87 subjects (62 cognitively normal (CN) (23% ε4+) and 25 MCI (48% ε4+); 23M/64F; age: 63.9±7.7) underwent baseline brain MRI exams as part of several on-going studies related to within the Wake Forest AD Center, including multiple inversion time pseudo-continuous ASL to estimate voxel-wise whole brain CBF and ATT in white and gray matters using a partial volume correction4 and DTI (30 directions with b=1000) to estimate diffusion parameters including ones from a crossing fiber model. All ASL images were co-registered to T1 weighted structural images and normalized into a study specific template. Age, Sex, and BMI were adjusted and a 2-way ANOVA was performed for each voxel. A minimum cluster size of 450 voxels (3.6cm3) was determined with p<0.05 and α=0.05. A single ROI (size of 10.7cm3), which is located mainly in left sub-lobar region and extending over medical temporal and parietal lobes (see Figure 1), showed the significant hypo-perfusion region in the APOE ε4 carrier group. The hypo-perfusion cluster in the study specific template was transformed into each subject’s DTI space to compute mean values of DTI metrics. Age, Sex, and BMI were adjusted on the mean DTI metrics across subjects and a 2-way ANOVA was performed for group comparison.

Results

APOE ε4 carriers showed reduced CBF in a white matter cluster and the group without ε4 Allele showed a trend of compensatory increased blood flow in MCI while that with ε4 Allele had impaired blood flow as shown in Table I and Figure 2. In the region, diffusivity parameters, particularly mean and axial diffusivity, showed a trend of lower diffusivity in APOE ε4 carriers (upper plots in Figure 3): p=0.161 for mean diffusivity and p=0.074 for axial diffusivity. The mode of diffusivity reflecting the shape of diffusion tensor from linear (1) to planar (-1) represented a similar trend as CBF and the secondary FA showed the opposite pattern (lower plots in Figure 3).

Discussion

Lower CBF and shortened ATT may represent possible vascular impairment, such as vessel narrowing or stiffness, in the location among APOE ε4 carriers and the affected perfusion may alter diffusion characteristics.
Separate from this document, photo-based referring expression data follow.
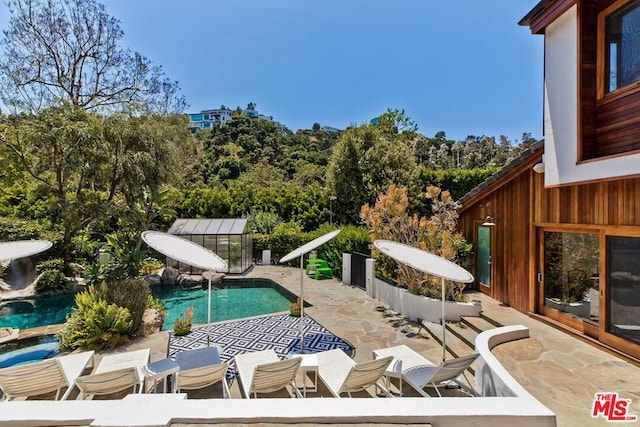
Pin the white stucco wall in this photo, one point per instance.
(419, 307)
(561, 112)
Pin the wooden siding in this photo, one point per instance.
(610, 203)
(509, 202)
(540, 21)
(519, 202)
(587, 78)
(618, 124)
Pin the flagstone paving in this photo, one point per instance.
(559, 370)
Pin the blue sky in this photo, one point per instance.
(461, 66)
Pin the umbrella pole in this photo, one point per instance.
(302, 304)
(209, 300)
(444, 329)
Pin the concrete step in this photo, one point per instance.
(455, 346)
(464, 333)
(479, 324)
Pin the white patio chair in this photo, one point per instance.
(404, 358)
(263, 372)
(452, 370)
(33, 379)
(200, 368)
(341, 374)
(108, 383)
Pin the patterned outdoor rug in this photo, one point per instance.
(280, 333)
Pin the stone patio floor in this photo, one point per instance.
(561, 371)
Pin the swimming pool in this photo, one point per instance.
(28, 350)
(230, 299)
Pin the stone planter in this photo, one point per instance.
(182, 331)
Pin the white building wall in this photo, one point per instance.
(561, 112)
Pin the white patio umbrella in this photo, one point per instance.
(300, 252)
(188, 252)
(22, 248)
(427, 263)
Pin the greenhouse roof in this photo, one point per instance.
(209, 226)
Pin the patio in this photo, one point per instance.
(557, 369)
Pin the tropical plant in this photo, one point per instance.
(129, 293)
(51, 264)
(97, 273)
(295, 308)
(182, 324)
(154, 303)
(150, 266)
(98, 73)
(51, 281)
(95, 324)
(127, 256)
(388, 219)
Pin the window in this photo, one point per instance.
(622, 46)
(623, 286)
(570, 273)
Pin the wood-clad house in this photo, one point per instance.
(565, 240)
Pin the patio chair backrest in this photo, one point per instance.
(453, 368)
(32, 379)
(365, 374)
(274, 376)
(205, 376)
(109, 382)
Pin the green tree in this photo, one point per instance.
(66, 51)
(390, 219)
(365, 160)
(96, 169)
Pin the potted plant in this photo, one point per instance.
(294, 308)
(182, 325)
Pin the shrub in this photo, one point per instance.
(131, 294)
(95, 324)
(150, 266)
(97, 273)
(154, 303)
(52, 264)
(389, 219)
(182, 325)
(51, 281)
(350, 239)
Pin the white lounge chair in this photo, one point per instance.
(200, 368)
(403, 358)
(115, 372)
(263, 372)
(43, 377)
(107, 383)
(341, 374)
(452, 370)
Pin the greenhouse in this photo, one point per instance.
(228, 238)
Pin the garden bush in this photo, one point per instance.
(129, 293)
(51, 281)
(95, 324)
(351, 239)
(52, 264)
(150, 266)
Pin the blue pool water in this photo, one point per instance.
(28, 350)
(231, 299)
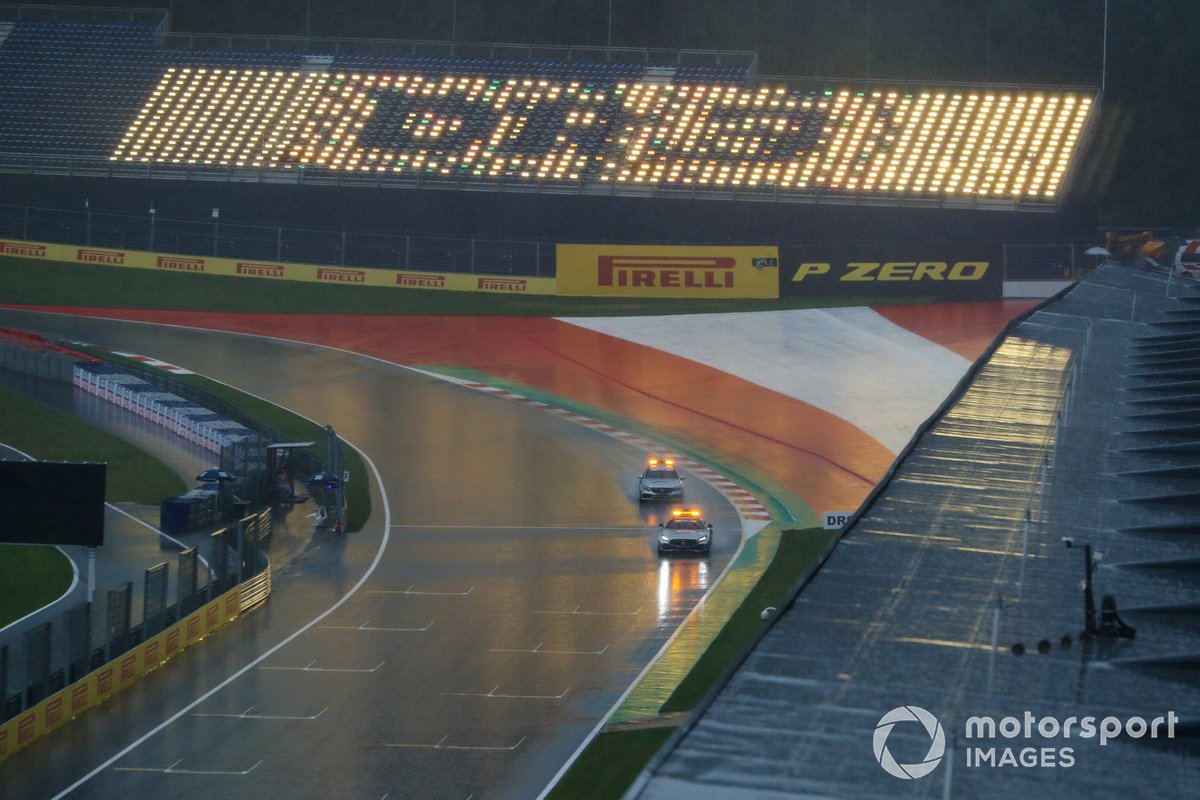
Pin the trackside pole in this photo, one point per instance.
(91, 573)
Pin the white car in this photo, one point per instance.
(660, 481)
(685, 531)
(1187, 260)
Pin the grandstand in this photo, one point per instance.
(121, 98)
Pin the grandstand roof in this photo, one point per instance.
(1081, 422)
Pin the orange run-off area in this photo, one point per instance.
(823, 459)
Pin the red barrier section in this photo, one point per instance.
(966, 328)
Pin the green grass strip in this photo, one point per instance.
(797, 551)
(31, 576)
(288, 423)
(54, 283)
(610, 764)
(699, 631)
(48, 434)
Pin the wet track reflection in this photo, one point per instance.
(517, 594)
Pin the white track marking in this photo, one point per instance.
(247, 715)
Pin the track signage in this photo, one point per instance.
(661, 271)
(936, 271)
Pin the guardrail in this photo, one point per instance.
(240, 579)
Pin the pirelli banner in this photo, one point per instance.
(660, 271)
(277, 271)
(933, 271)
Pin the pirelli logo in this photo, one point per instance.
(100, 256)
(666, 271)
(341, 276)
(503, 284)
(21, 248)
(259, 270)
(419, 281)
(179, 263)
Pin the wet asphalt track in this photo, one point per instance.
(503, 596)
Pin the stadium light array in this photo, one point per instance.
(970, 144)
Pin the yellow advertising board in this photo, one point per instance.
(667, 271)
(279, 271)
(97, 686)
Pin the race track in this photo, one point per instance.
(505, 591)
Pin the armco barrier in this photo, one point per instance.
(277, 271)
(97, 686)
(184, 417)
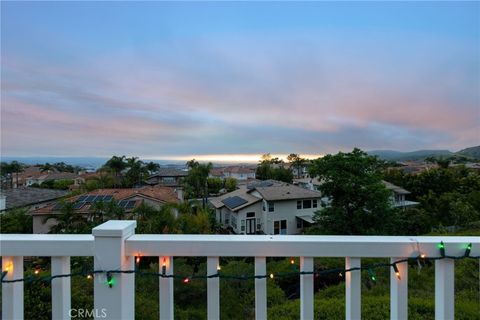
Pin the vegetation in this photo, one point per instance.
(272, 168)
(359, 202)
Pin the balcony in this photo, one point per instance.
(114, 246)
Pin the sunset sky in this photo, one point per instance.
(166, 80)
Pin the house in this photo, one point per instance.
(129, 199)
(34, 198)
(270, 207)
(237, 172)
(398, 196)
(167, 177)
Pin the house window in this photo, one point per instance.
(307, 204)
(280, 227)
(271, 206)
(299, 223)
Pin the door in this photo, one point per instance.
(251, 226)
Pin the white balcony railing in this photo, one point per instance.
(114, 246)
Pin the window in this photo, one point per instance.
(299, 223)
(307, 204)
(280, 227)
(271, 206)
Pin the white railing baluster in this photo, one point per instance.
(444, 289)
(12, 293)
(353, 285)
(115, 301)
(166, 289)
(399, 290)
(213, 289)
(306, 289)
(61, 291)
(260, 289)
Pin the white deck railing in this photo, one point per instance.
(114, 247)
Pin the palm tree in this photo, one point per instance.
(67, 221)
(116, 165)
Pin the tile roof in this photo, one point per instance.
(25, 196)
(156, 193)
(286, 192)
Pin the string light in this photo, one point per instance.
(467, 250)
(110, 280)
(441, 246)
(372, 275)
(397, 272)
(186, 279)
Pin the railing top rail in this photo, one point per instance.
(307, 246)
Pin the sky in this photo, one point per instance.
(237, 79)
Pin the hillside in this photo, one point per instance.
(472, 152)
(414, 155)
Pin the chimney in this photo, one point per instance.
(179, 192)
(3, 202)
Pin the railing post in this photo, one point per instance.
(444, 289)
(117, 302)
(213, 289)
(399, 290)
(306, 289)
(166, 289)
(61, 291)
(353, 285)
(260, 289)
(12, 293)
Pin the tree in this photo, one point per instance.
(214, 185)
(152, 167)
(360, 204)
(115, 165)
(297, 162)
(196, 179)
(230, 184)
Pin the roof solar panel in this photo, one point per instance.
(90, 198)
(130, 204)
(233, 202)
(78, 205)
Lower diffusivity in the left parietal and medical temporal regions may relate to impaired blood flow and, therefore, lower blood volumes. To further investigate the relationship between diffusivity and structural volume, structural morphometry in the affected white matter may provide additional analytic measures for volume adjusted diffusivity. And structural morphometry of hippocampus, in addition, is of interest in that it may provide an indication that the hypo-perfusion and diffusion metric differences may precede hippocampal atrophy.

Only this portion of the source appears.